Tax lawyers may excel at the more arcane forms of creative fiction, but they are rarely found among the ranks of successful crime novelists.

After toiling in high finance and then forging a second career as a writer, the Swedish novelist Asa Larsson is proving a happy and admirable exception.

The setting of The Blood Spilt - which follows her well-received debut, Sun Storm - is urgently contemporary, but Larsson surely found some inspiration in an ancient and more celebrated case of bloodletting. In 1170, Thomas Becket, the Archbishop of Canterbury, was murdered in his cathedral after Henry II vented his frustration to his courtiers by famously demanding, "Who will rid me of this meddlesome priest?"

The murder by some of the more literal-minded members of the king's entourage did more than give us a Catholic martyr. It prompted writers from Chaucer to P.D. James and, of course, T.S. Eliot in Murder in the Cathedral to explore the seemingly endless possibilities offered by the figure of the minister and his often mutinous and hostile flock. One man's principled stand on faith can all too often seem like unconscionable interference to the disgruntled parishioners in the pews.

James couched one of her best recent works in such a conflict in a windswept Anglican seminary in Death in Holy Orders.

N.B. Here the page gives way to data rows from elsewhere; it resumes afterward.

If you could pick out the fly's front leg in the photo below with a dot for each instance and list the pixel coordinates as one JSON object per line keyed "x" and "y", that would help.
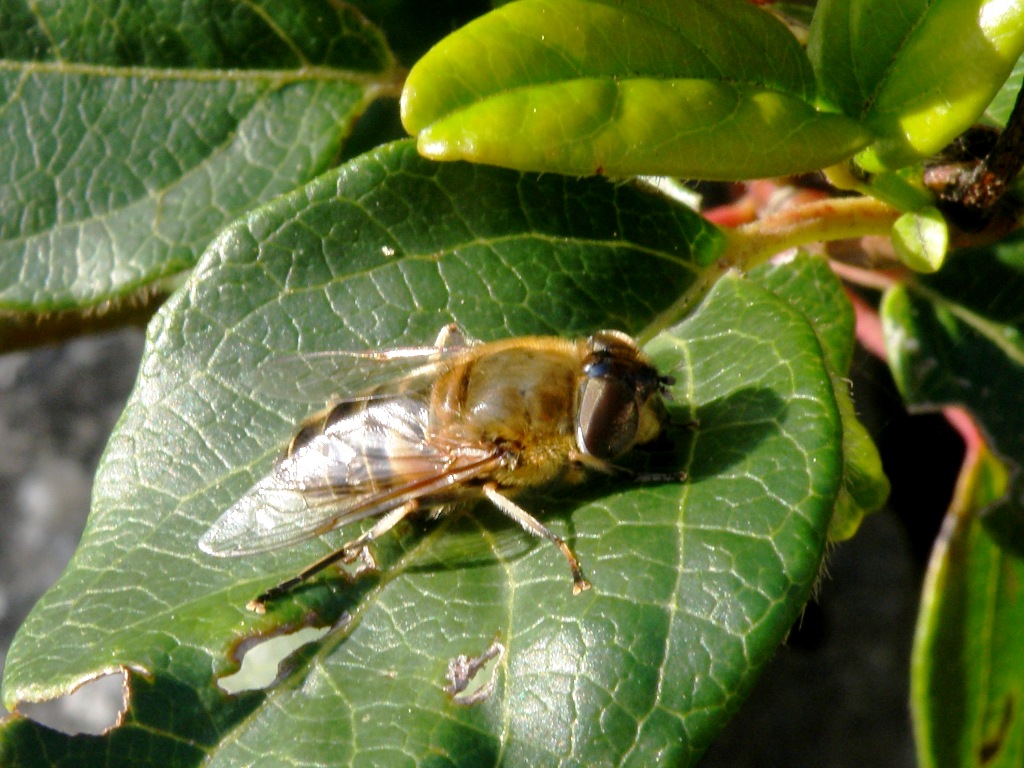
{"x": 535, "y": 526}
{"x": 357, "y": 548}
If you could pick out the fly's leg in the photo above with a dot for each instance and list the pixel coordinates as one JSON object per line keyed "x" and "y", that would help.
{"x": 357, "y": 548}
{"x": 532, "y": 525}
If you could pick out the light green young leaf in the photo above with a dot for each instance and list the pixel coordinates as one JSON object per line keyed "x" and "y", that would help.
{"x": 695, "y": 89}
{"x": 918, "y": 72}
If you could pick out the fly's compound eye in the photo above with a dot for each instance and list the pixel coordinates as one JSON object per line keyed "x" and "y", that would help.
{"x": 608, "y": 416}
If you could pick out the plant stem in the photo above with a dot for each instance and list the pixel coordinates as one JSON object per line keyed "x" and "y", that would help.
{"x": 819, "y": 221}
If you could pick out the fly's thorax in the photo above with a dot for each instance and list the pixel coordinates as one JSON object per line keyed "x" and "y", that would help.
{"x": 512, "y": 393}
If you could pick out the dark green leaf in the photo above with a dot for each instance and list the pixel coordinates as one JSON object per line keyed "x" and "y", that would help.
{"x": 968, "y": 647}
{"x": 690, "y": 88}
{"x": 955, "y": 338}
{"x": 809, "y": 285}
{"x": 695, "y": 584}
{"x": 916, "y": 72}
{"x": 132, "y": 134}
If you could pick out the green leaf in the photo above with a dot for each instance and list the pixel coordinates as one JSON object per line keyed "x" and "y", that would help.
{"x": 1000, "y": 107}
{"x": 133, "y": 133}
{"x": 967, "y": 672}
{"x": 955, "y": 338}
{"x": 695, "y": 584}
{"x": 918, "y": 72}
{"x": 921, "y": 239}
{"x": 809, "y": 285}
{"x": 585, "y": 87}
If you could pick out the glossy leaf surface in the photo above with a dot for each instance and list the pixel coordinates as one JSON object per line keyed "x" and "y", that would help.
{"x": 695, "y": 584}
{"x": 701, "y": 90}
{"x": 133, "y": 132}
{"x": 916, "y": 72}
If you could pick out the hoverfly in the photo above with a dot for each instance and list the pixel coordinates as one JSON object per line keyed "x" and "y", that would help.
{"x": 442, "y": 425}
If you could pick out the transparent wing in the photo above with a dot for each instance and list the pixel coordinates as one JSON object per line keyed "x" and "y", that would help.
{"x": 320, "y": 377}
{"x": 364, "y": 465}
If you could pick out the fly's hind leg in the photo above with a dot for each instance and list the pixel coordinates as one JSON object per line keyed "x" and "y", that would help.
{"x": 357, "y": 548}
{"x": 532, "y": 525}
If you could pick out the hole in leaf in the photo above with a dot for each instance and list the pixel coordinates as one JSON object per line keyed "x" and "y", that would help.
{"x": 471, "y": 679}
{"x": 93, "y": 708}
{"x": 263, "y": 658}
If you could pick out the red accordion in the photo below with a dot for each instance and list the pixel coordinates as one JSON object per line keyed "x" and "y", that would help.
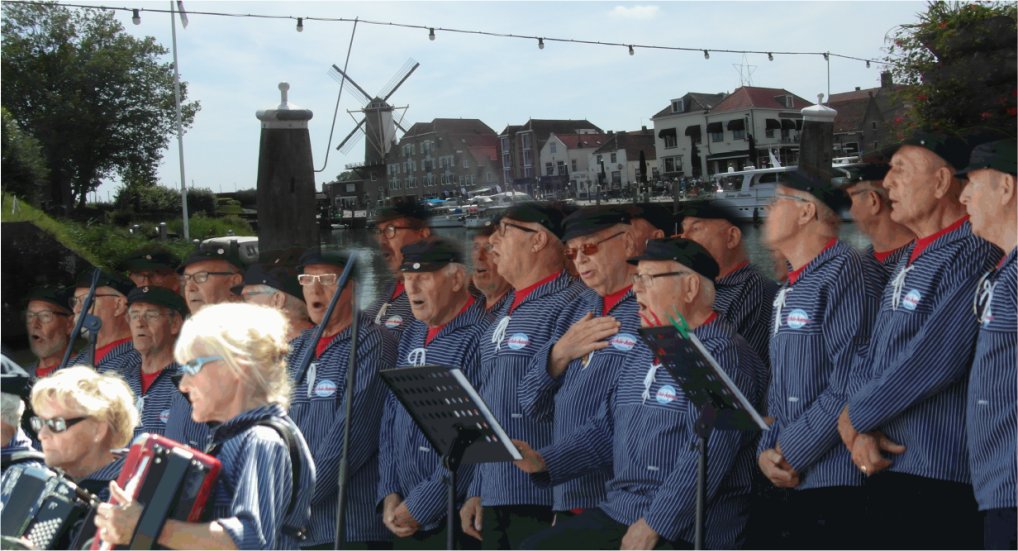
{"x": 171, "y": 480}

With The Blood Spilt , we can savor a dolorous Nordic variation on this pliant theme.

With this second novel, Larsson stakes a strong claim to a prominent place among first-rate Scandinavian masters of densely textured mysteries that take a view of the human condition that's best described as cautious pessimism.

While the situation posed by Larsson may not be startlingly original, The Blood Spilt is notable for its psychological authenticity and insight and for an evocative sense of place that elevates location - in this case the town of Kiruna in the Swedish mountains - to a major element in the narrative.

Although the central figure in The Blood Spilt is Rebecka Martinsson, the young lawyer introduced in Sun Storm, Larsson unfolds events from several constantly shifting perspectives. This entails some loss of narrative propulsion, but the deftly drawn characters are ample compensation.

The pastor who pays for meddling in this case is Mildred Nillson, a woman with an almost flawless knack for ruffling local feathers. Even in outwardly egalitarian Sweden, Mildred's efforts to galvanize the women of Kiruna into greater self-assertion creates much seething resentment, and there are others who have their own reasons for despising her. As Rebecka returns to Kiruna on business, Nillson's body is found hanging from the organ loft of her church.

The homicide investigation is in the charge of another no-nonsense woman, Anna-Maria Mella, the local police inspector. But The Blood Spilt is no tale of feminist vindication. It becomes instead a literate exploration of the motives and mind-set that lead to a gallery of fallible suspects.

As with James, the pleasure of The Blood Spilt lies not in the resolution but in the many discoveries in the journey that precedes it.